Mrs Consuela Caswell was yesterday committed for trial on charges of murder and attempted murder
. It had been inevitable, of course. So much evidence, so damning and incontrovertible – no other outcome had been possible. Yet the reality was worse than the expectation. A hostile crowd baying for ‘the foreign bitch’s neck’. An acrid splatter of rotten egg on her sleeve, worn like a badge of shame. Then the sullen company of two stern-faced wardresses on the jolting van-ride back to prison. The squalor and the horror of it all washed over my imagination. And there, at the centre, fixed by my memory, was the contrast that made it so hard to bear.
    ‘
Querido Geoffrey
.’ It was the phrase Consuela used that March night thirteen years ago, when she surrendered herself to me for the first time, her private, whispered endearment, the one fragment of Portuguese she permitted herself to employ. ‘
Querido Geoffrey
.’
    I had banked up the fire and it flung in answer a golden swathe of light across the room, falling on the hills and valleys of the rumpled sheets, the mounds of the pillows, the columns of the bed-posts. And on Consuela. She was mine completely, to have and to hold, for one night only, for the immensity of time and the eternity of intent that it seemed to represent.

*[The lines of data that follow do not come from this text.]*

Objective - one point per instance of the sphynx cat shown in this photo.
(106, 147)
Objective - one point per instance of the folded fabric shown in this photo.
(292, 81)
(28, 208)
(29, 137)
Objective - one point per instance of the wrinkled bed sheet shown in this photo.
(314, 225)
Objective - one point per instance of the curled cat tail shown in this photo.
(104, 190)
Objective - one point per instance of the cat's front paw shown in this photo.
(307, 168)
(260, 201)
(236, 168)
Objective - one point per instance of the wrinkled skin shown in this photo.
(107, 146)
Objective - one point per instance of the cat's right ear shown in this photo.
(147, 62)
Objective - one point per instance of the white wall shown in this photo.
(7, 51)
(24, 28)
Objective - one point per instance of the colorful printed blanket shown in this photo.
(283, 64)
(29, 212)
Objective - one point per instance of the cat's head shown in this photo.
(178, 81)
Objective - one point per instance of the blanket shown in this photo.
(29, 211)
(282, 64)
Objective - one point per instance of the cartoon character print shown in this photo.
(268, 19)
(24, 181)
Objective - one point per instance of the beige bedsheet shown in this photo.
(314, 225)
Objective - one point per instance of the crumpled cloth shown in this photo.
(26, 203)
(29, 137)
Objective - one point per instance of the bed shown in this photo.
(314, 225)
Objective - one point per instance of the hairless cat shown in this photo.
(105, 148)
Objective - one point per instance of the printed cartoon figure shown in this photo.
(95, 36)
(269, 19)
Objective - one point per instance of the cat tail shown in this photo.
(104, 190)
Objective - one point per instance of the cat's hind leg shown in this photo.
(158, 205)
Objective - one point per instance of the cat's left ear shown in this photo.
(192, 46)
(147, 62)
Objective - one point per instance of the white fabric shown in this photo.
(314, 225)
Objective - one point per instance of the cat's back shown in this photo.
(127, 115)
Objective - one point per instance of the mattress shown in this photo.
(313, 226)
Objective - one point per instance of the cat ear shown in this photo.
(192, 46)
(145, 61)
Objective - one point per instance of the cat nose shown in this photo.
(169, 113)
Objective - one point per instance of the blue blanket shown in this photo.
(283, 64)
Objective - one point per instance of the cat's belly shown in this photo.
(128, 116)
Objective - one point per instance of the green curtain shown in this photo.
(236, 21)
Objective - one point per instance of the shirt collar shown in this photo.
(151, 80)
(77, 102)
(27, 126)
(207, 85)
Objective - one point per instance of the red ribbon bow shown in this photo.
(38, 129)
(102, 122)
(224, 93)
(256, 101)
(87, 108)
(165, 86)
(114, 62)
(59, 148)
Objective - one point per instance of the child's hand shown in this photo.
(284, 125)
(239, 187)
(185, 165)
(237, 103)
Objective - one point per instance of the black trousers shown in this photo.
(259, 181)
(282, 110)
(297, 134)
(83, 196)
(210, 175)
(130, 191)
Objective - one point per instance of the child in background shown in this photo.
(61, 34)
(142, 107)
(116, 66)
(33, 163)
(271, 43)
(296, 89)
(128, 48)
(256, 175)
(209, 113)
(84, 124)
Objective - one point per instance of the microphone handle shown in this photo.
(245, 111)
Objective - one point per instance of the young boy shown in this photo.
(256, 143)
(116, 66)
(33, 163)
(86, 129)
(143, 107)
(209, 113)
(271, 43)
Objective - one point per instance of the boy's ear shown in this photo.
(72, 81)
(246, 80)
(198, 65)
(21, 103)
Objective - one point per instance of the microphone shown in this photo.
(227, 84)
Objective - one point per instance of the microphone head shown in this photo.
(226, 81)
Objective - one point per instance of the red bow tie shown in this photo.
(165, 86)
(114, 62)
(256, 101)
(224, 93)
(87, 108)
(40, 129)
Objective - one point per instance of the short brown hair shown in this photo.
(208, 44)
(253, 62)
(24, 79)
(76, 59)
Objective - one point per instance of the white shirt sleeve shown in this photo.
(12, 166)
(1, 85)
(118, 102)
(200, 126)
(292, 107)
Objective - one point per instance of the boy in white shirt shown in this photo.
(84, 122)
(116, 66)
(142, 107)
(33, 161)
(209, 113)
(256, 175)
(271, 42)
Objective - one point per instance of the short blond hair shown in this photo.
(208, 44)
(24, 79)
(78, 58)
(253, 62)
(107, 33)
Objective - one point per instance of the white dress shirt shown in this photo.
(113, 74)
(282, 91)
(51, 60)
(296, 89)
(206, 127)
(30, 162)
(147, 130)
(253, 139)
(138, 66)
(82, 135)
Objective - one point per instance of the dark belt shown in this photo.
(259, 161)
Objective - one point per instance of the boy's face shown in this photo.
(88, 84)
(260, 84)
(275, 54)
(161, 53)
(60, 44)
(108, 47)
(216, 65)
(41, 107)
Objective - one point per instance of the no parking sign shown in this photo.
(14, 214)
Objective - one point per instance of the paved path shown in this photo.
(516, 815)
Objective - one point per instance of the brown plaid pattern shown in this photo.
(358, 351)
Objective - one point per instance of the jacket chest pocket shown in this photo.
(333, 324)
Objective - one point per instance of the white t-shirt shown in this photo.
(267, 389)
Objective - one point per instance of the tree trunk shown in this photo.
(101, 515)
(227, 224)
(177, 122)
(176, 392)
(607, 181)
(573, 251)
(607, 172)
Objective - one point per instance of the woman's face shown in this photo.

    ‘You’re beautiful, Consuela. I can’t believe how beautiful.’
    ‘For you, Geoffrey. Only for you. All for you.’
    Her dark eyes, nervous and questing. Her still darker hair, falling and sliding through my fingers. Her lips, moving against my cheek as she murmured what I wanted to hear. Her hands, clutching and caressing. And her flesh, burning to my touch, golden to my sight. Our limbs entwined. Our bodies joined. Too much passion. Too much ecstasy. Too much trust for time to preserve.
    ‘I love you, Consuela.’
    ‘And I love you.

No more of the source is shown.